Dana Inc. has signed an agreement to merge with the Driveline division of UK-based automotive system supplier GKN plc to create Dana plc, a global provider of driveline systems, in a move that will position it for the vehicle electrification market.

GKN Driveline is based in the United Kingdom and produces constant-velocity jointed driveshafts, all-wheel-drive systems, and electrified driveline solutions. The transaction also includes GKN's Off-Highway Powertrain Services business, which serves the off-highway power delivery and service market.

GKN Driveline has around 35,000 employees globally with operations in 23 countries and has 61 manufacturing locations, including one of the largest driveline businesses in China via its joint venture, Shanghai GKN Huayu Driveline Systems (known as SDS).

With sales of around $13.4 billion, the new company will become a global leader in vehicle drive systems across light vehicle, commercial, and off-highway markets.

Dana plc will also be well-positioned for the vehicle electrification market with its core eDrive technology portfolio, according to the company. The deal also solidifies Dana’s presence in key markets, such as China.

"This transformative and strategic transaction solidifies Dana as a world leader in vehicle drive systems and establishes a leading position in electric propulsion, which we see as the future of vehicle drivetrains," said James Kamsickas, president and CEO of Dana.
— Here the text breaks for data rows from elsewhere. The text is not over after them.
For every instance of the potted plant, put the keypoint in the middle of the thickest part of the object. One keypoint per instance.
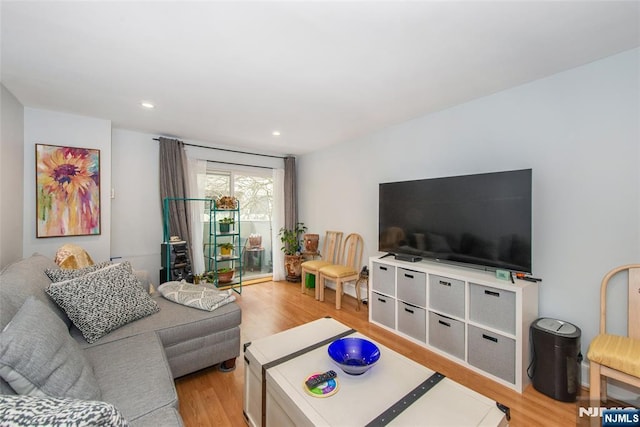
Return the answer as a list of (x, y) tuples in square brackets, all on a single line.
[(226, 223), (225, 249), (225, 275), (290, 238)]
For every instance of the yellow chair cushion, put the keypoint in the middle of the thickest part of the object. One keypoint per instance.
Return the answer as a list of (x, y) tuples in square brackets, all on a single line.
[(315, 264), (338, 271), (617, 352)]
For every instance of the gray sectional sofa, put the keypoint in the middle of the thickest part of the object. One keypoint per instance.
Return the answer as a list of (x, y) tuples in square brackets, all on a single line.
[(134, 365)]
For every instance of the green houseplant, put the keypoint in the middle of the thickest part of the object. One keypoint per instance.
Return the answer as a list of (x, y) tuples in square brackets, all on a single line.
[(225, 249), (226, 223), (225, 275), (290, 238)]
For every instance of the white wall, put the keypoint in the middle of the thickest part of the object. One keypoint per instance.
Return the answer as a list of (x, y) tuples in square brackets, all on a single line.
[(11, 169), (136, 229), (54, 128), (579, 132)]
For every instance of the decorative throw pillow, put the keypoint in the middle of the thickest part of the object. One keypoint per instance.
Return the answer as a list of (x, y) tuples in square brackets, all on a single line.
[(72, 256), (104, 300), (62, 274), (197, 296), (38, 356), (46, 411)]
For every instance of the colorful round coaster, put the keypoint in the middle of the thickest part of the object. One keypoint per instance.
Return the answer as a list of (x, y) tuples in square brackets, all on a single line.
[(325, 389)]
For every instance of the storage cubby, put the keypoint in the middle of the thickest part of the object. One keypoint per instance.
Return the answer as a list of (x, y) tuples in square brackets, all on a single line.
[(465, 314)]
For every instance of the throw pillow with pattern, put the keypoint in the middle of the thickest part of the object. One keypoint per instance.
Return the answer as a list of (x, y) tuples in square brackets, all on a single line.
[(30, 411), (61, 274), (103, 300)]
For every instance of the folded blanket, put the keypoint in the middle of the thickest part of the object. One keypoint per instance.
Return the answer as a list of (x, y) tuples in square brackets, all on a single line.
[(197, 296)]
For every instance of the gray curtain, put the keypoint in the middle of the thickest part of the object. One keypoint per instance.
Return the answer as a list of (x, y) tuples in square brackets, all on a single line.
[(290, 193), (174, 184)]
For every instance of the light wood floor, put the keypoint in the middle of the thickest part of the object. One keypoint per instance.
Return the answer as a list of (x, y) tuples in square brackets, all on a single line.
[(214, 398)]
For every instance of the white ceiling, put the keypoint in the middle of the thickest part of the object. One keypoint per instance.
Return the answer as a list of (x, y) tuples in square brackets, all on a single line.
[(319, 72)]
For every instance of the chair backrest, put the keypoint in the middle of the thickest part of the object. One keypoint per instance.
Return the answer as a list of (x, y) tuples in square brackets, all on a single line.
[(633, 301), (351, 255), (331, 246)]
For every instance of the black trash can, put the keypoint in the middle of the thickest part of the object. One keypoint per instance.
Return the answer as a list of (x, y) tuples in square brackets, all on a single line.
[(555, 367)]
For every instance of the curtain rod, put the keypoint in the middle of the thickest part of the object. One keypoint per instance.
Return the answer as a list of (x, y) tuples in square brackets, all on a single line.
[(231, 151)]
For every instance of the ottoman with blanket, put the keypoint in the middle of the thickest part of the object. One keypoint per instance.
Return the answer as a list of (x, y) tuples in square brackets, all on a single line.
[(92, 344)]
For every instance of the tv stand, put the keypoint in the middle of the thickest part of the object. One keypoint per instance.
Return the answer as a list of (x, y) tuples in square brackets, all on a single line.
[(466, 315), (408, 258)]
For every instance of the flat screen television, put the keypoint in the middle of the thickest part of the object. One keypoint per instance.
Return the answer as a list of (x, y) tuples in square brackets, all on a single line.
[(481, 220)]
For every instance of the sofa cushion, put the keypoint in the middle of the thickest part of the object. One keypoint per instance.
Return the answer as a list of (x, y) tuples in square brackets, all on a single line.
[(31, 411), (175, 323), (202, 297), (103, 300), (134, 375), (22, 279), (38, 356)]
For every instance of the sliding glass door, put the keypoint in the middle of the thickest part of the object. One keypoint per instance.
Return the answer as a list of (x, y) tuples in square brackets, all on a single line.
[(254, 190)]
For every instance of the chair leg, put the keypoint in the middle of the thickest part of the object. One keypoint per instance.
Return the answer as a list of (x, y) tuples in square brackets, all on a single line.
[(603, 389), (320, 288), (594, 384), (316, 290)]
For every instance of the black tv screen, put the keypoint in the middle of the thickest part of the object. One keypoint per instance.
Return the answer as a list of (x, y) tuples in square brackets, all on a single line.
[(482, 220)]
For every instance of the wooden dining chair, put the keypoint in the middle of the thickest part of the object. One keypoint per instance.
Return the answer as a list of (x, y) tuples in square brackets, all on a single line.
[(330, 253), (616, 356), (347, 270)]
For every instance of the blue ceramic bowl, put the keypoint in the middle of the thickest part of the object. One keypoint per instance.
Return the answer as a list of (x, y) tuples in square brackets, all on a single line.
[(355, 356)]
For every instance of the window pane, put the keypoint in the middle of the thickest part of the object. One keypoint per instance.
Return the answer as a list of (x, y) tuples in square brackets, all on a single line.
[(255, 195)]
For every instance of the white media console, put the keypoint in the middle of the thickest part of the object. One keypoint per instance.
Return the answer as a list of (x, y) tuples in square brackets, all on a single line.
[(464, 314)]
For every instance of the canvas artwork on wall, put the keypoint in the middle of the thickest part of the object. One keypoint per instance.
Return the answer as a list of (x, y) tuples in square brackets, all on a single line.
[(67, 191)]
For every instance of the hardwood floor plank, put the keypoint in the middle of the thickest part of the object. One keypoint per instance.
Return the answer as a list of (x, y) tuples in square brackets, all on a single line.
[(213, 398)]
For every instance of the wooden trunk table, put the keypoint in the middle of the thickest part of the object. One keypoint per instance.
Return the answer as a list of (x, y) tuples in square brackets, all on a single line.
[(396, 391)]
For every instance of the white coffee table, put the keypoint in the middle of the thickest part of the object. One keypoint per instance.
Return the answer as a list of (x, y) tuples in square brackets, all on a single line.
[(360, 400)]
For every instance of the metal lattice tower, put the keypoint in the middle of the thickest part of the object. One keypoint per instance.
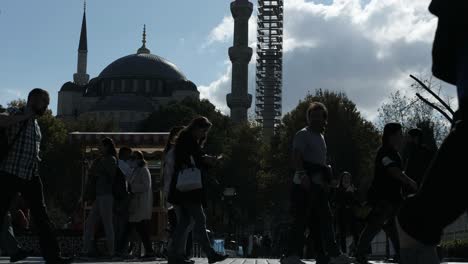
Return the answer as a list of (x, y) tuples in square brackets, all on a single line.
[(269, 64)]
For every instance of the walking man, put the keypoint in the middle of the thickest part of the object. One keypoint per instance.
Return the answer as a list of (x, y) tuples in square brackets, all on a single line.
[(19, 169), (385, 194), (311, 191), (8, 242), (419, 156), (442, 196), (121, 206)]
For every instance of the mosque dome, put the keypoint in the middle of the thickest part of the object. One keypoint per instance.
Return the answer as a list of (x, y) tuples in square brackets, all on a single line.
[(142, 65)]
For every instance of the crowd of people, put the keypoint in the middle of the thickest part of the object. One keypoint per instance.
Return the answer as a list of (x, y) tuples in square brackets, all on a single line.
[(411, 199)]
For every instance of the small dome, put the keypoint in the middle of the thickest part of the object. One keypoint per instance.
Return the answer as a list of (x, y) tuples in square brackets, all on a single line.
[(142, 65), (72, 87)]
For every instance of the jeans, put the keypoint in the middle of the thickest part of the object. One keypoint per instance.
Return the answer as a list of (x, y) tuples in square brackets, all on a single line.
[(121, 226), (312, 209), (31, 191), (320, 208), (381, 217), (143, 230), (102, 210), (186, 213), (8, 242), (419, 255), (462, 76), (299, 221)]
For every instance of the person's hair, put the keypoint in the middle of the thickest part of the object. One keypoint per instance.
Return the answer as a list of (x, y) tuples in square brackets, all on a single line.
[(123, 151), (108, 143), (390, 129), (417, 133), (36, 92), (140, 158), (172, 137), (343, 174), (200, 122), (314, 106)]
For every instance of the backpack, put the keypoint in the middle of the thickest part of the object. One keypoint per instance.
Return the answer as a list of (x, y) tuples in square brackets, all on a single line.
[(119, 185), (6, 146), (168, 170)]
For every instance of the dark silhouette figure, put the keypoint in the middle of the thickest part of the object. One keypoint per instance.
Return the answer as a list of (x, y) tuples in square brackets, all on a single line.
[(19, 169), (385, 193), (346, 200), (442, 196), (189, 203)]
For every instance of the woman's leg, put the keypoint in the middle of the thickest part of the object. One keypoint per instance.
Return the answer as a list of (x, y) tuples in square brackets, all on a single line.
[(106, 205), (89, 229), (199, 229), (179, 237), (143, 230)]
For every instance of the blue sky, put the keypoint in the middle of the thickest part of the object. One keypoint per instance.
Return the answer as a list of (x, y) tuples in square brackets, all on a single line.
[(365, 48), (39, 39)]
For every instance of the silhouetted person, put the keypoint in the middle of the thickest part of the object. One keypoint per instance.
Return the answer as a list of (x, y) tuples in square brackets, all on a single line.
[(8, 243), (141, 202), (311, 190), (442, 196), (103, 170), (419, 156), (385, 192), (346, 200), (189, 204), (168, 171), (19, 169), (121, 206)]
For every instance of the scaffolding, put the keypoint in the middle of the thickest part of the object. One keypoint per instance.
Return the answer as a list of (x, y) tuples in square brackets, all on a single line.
[(269, 64)]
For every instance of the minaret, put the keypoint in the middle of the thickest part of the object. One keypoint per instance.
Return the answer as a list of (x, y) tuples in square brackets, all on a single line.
[(239, 100), (81, 77), (143, 49)]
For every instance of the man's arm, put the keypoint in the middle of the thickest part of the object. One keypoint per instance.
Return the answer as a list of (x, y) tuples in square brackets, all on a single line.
[(9, 120), (398, 174)]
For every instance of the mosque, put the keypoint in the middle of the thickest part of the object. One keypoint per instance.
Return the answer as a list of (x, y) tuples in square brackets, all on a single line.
[(126, 91)]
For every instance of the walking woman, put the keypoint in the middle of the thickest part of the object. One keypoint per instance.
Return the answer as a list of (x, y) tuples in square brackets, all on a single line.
[(346, 200), (189, 204), (102, 174), (141, 202)]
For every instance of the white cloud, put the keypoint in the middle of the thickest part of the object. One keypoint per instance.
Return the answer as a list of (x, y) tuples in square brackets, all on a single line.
[(366, 51), (216, 91), (222, 32)]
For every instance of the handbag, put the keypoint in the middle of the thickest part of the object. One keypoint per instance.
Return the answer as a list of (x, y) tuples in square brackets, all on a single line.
[(189, 179)]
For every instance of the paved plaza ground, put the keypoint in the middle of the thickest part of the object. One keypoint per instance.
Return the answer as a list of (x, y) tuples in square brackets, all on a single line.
[(36, 260)]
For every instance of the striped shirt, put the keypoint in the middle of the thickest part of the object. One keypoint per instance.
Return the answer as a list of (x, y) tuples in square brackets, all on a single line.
[(23, 158)]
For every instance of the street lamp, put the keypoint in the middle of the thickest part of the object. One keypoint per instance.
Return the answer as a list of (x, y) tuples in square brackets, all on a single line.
[(229, 194)]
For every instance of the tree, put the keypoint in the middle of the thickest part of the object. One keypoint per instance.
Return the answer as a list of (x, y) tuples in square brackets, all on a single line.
[(351, 140), (412, 112)]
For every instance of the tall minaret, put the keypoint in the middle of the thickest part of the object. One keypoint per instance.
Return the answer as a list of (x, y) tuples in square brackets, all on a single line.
[(239, 100), (81, 77)]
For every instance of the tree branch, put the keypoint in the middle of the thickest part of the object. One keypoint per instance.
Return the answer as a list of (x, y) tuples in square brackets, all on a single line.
[(424, 86), (435, 107)]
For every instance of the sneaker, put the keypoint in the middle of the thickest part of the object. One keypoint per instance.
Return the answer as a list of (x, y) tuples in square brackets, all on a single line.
[(191, 260), (217, 258), (21, 255), (341, 259), (178, 260), (60, 260), (291, 260), (362, 260)]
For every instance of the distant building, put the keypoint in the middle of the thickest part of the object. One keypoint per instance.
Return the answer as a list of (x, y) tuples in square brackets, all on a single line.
[(127, 91)]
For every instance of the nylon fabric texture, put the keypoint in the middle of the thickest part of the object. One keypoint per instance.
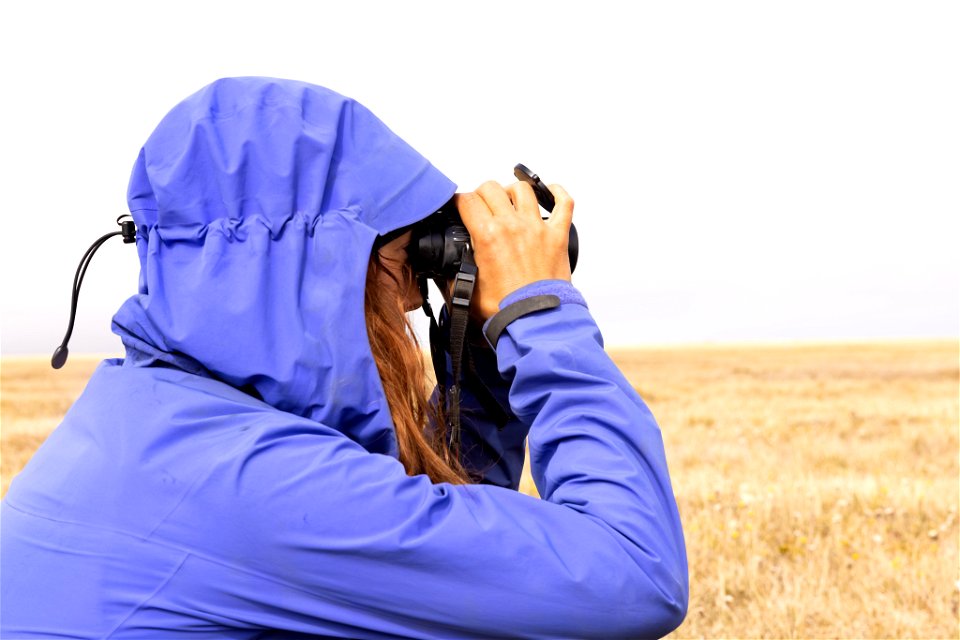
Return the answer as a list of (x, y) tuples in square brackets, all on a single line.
[(235, 475)]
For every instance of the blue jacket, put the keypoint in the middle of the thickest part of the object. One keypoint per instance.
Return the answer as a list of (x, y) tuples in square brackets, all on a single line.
[(236, 474)]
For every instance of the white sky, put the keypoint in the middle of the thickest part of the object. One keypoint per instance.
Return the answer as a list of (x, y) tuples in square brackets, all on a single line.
[(742, 171)]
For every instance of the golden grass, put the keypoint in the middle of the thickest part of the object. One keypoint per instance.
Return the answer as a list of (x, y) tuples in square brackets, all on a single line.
[(818, 484)]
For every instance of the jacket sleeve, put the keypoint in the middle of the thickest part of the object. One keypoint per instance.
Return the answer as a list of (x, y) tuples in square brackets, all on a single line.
[(329, 539)]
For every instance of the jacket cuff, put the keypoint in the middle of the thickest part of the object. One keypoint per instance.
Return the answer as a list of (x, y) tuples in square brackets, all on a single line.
[(553, 292)]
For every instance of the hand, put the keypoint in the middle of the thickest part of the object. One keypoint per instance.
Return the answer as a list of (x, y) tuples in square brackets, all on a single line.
[(512, 245)]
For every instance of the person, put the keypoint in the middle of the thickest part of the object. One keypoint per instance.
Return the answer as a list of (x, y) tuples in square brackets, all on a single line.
[(262, 463)]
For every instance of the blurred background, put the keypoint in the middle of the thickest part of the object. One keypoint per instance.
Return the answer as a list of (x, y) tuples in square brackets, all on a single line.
[(745, 171)]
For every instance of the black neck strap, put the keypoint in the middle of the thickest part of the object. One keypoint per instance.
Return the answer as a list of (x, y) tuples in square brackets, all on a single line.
[(459, 316)]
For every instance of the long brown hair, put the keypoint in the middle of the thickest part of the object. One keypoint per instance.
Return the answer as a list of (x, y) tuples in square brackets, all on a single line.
[(400, 363)]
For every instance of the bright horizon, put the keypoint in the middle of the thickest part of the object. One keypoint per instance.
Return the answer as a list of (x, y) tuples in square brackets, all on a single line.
[(744, 173)]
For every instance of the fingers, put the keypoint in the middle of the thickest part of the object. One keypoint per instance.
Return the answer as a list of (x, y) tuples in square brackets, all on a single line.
[(524, 199), (473, 210), (496, 198), (562, 214)]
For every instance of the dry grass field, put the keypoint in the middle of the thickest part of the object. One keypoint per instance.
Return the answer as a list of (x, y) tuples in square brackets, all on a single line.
[(818, 484)]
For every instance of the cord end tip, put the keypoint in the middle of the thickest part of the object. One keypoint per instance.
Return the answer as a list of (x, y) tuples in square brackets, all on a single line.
[(59, 357)]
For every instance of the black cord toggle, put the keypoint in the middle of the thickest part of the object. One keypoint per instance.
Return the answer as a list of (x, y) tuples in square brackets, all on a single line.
[(128, 230)]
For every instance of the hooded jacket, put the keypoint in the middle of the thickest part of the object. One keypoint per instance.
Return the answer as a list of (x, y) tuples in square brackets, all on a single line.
[(236, 474)]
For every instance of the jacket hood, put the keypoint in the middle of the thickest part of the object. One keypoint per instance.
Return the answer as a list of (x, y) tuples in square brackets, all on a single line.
[(257, 203)]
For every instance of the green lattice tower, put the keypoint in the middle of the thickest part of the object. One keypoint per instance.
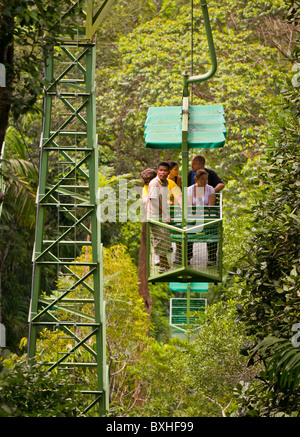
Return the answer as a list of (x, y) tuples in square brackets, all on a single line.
[(67, 285)]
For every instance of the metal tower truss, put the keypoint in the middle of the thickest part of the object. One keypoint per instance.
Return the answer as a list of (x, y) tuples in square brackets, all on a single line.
[(67, 289)]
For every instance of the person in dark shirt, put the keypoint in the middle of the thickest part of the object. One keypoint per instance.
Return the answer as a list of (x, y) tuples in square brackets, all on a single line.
[(198, 163)]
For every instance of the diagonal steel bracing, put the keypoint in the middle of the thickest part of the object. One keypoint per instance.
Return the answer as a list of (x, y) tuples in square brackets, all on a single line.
[(67, 286)]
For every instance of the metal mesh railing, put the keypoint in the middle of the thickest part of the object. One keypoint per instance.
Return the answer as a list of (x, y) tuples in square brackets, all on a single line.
[(196, 247)]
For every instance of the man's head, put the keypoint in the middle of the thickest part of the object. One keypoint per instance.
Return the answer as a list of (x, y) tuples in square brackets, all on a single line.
[(163, 170), (147, 175), (198, 162)]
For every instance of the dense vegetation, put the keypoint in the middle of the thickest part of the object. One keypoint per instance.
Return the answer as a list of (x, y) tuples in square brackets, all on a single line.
[(244, 357)]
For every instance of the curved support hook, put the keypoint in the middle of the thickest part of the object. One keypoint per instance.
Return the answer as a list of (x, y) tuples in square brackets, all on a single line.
[(202, 77)]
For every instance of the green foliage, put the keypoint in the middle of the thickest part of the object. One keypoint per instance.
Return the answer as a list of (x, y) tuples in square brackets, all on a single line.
[(182, 379), (31, 391)]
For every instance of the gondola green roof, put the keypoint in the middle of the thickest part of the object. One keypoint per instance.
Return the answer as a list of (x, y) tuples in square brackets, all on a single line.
[(198, 287), (163, 127)]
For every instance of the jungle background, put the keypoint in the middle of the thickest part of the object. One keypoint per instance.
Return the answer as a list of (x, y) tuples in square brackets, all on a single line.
[(244, 359)]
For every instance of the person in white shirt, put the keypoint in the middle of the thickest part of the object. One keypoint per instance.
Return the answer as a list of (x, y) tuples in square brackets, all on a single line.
[(200, 194)]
The combined company will be based in the United Kingdom as Dana plc and will continue to trade on the New York Stock Exchange under the ticker symbol DAN.

The deal includes $1.6 billion in cash proceeds to GKN plc, the assumption of approximately $1 billion of net pension liabilities, and 133 million new Dana plc shares issued to GKN's shareholders, valued at approximately $3.5 billion (based on Dana's share price as of March 8, 2018). Under terms of the agreements, Dana shareholders will own approximately 52.75% of the company with GKN shareholders owning 47.25%.

"We believe this transaction will result in a much stronger Dana, both strategically and financially, by taking advantage of the combined company's global scale, technology leadership, strong balance sheet, and attractive cash flow profile," said Jonathan Collins, executive vice president and chief financial officer of Dana. "In the near term, we expect our business to achieve best-in-class returns on capital and continue on the path to an investment grade credit profile."

Dana expects to complete the transaction, which is subject to shareholder and customary regulatory approvals, in the second half of 2018.